Investor asing mencatatkan aksi jual bersih atau net foreign sell pada saham PT Bank Central Asia Tbk (BBCA) senilai Rp2,32 triliun di Bursa Efek Indonesia (BEI) selama periode 2 hingga 5 Juni 2026.
Aksi lepas saham oleh pemodal internasional tersebut menjadi yang terbesar di tengah pelemahan Indeks Harga Saham Gabungan (IHSG) yang merosot sebesar 8,69 persen pada pekan yang sama.
Berdasarkan laporan BEI yang dihimpun melalui data Stockbit, tekanan jual massal ini berdampak langsung pada koreksi harga saham blue chip BBCA sebesar 11,74 persen menjadi Rp5.075 per lembar saham.
Secara keseluruhan, pasar saham domestik mengalami tekanan hebat dengan total nilai penjualan bersih oleh investor asing mencapai Rp7,39 triliun dalam kurun waktu sepekan tersebut.

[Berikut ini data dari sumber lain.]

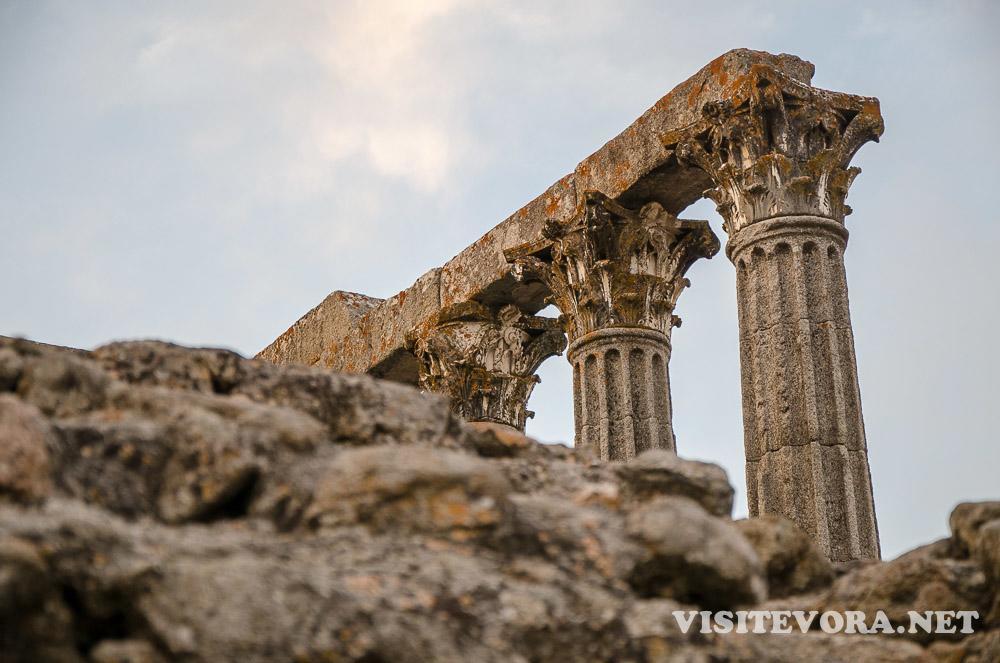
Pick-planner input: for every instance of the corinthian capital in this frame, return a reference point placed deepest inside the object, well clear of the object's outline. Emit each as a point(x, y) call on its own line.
point(485, 360)
point(615, 267)
point(779, 147)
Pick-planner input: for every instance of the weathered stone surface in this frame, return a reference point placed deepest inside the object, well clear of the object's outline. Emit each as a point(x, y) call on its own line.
point(792, 562)
point(815, 648)
point(428, 490)
point(966, 520)
point(605, 246)
point(125, 651)
point(693, 557)
point(484, 361)
point(616, 274)
point(634, 168)
point(987, 553)
point(807, 457)
point(320, 336)
point(658, 472)
point(396, 534)
point(778, 153)
point(922, 579)
point(24, 453)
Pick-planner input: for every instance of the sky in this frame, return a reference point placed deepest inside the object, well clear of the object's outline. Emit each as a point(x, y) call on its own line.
point(206, 172)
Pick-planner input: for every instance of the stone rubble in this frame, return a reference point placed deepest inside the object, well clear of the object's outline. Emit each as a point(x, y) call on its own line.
point(159, 503)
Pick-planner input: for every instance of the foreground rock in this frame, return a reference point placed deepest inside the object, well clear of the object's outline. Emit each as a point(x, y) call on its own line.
point(165, 504)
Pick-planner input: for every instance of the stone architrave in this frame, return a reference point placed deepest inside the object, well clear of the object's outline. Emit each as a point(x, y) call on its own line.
point(616, 274)
point(778, 152)
point(485, 360)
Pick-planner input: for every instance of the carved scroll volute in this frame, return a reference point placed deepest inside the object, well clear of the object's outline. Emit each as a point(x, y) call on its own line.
point(615, 267)
point(778, 147)
point(485, 361)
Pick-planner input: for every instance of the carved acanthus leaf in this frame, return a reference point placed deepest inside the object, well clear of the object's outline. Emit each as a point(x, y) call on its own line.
point(615, 267)
point(778, 147)
point(485, 361)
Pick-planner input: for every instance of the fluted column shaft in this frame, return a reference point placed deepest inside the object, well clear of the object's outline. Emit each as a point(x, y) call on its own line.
point(621, 392)
point(804, 435)
point(616, 274)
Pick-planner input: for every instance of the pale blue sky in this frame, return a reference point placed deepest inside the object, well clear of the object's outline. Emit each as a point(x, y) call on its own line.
point(205, 172)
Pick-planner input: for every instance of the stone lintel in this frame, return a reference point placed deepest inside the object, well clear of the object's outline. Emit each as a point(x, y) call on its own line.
point(636, 167)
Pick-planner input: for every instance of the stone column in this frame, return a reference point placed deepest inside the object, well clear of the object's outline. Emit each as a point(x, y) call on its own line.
point(615, 275)
point(779, 155)
point(485, 360)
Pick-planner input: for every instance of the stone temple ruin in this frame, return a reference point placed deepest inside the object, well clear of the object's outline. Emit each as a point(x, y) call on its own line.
point(604, 245)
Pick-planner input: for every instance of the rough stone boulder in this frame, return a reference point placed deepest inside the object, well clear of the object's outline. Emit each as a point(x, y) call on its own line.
point(165, 504)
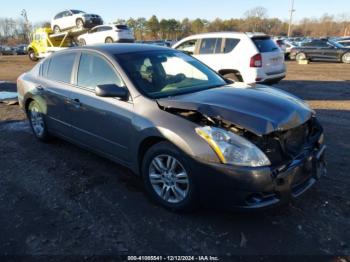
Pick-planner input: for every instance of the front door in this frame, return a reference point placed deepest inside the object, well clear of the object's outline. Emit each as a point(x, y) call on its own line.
point(103, 124)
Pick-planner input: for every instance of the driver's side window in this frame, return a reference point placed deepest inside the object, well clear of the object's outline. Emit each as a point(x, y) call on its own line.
point(95, 70)
point(188, 47)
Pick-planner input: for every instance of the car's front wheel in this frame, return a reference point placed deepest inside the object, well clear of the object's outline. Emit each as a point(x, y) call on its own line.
point(346, 58)
point(168, 178)
point(37, 121)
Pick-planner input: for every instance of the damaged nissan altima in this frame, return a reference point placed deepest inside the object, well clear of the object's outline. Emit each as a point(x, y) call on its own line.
point(191, 135)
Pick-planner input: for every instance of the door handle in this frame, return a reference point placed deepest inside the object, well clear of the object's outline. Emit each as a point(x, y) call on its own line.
point(76, 102)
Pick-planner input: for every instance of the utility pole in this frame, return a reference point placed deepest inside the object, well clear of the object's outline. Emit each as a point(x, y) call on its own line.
point(26, 24)
point(292, 10)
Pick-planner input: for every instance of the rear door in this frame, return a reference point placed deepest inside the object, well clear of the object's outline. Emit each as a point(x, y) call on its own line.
point(100, 123)
point(272, 56)
point(55, 89)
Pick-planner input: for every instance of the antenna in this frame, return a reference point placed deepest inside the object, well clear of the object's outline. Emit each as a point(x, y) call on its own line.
point(292, 10)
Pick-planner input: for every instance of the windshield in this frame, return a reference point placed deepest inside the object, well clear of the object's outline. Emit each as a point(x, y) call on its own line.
point(167, 73)
point(265, 44)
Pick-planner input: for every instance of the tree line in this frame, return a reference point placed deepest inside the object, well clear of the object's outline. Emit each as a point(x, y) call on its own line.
point(254, 20)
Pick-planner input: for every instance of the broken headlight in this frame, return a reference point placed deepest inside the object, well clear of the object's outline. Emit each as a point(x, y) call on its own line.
point(233, 149)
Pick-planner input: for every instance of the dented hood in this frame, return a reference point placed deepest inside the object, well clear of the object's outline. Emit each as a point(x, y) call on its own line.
point(261, 109)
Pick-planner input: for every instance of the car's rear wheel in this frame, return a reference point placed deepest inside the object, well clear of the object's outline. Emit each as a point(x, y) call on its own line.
point(31, 55)
point(37, 121)
point(300, 56)
point(56, 29)
point(82, 42)
point(109, 40)
point(79, 24)
point(346, 58)
point(168, 178)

Selain menyasar BBCA, tren pelepasan aset oleh investor luar negeri juga melanda sejumlah emiten perbankan besar lainnya serta sektor infrastruktur dan energi.
Data menunjukkan bahwa emiten perbankan pelat merah seperti PT Bank Rakyat Indonesia Tbk (BBRI), PT Bank Mandiri Tbk (BMRI), dan PT Bank Negara Indonesia Tbk (BBNI) turut bertengger dalam daftar sepuluh saham yang paling banyak dilepas.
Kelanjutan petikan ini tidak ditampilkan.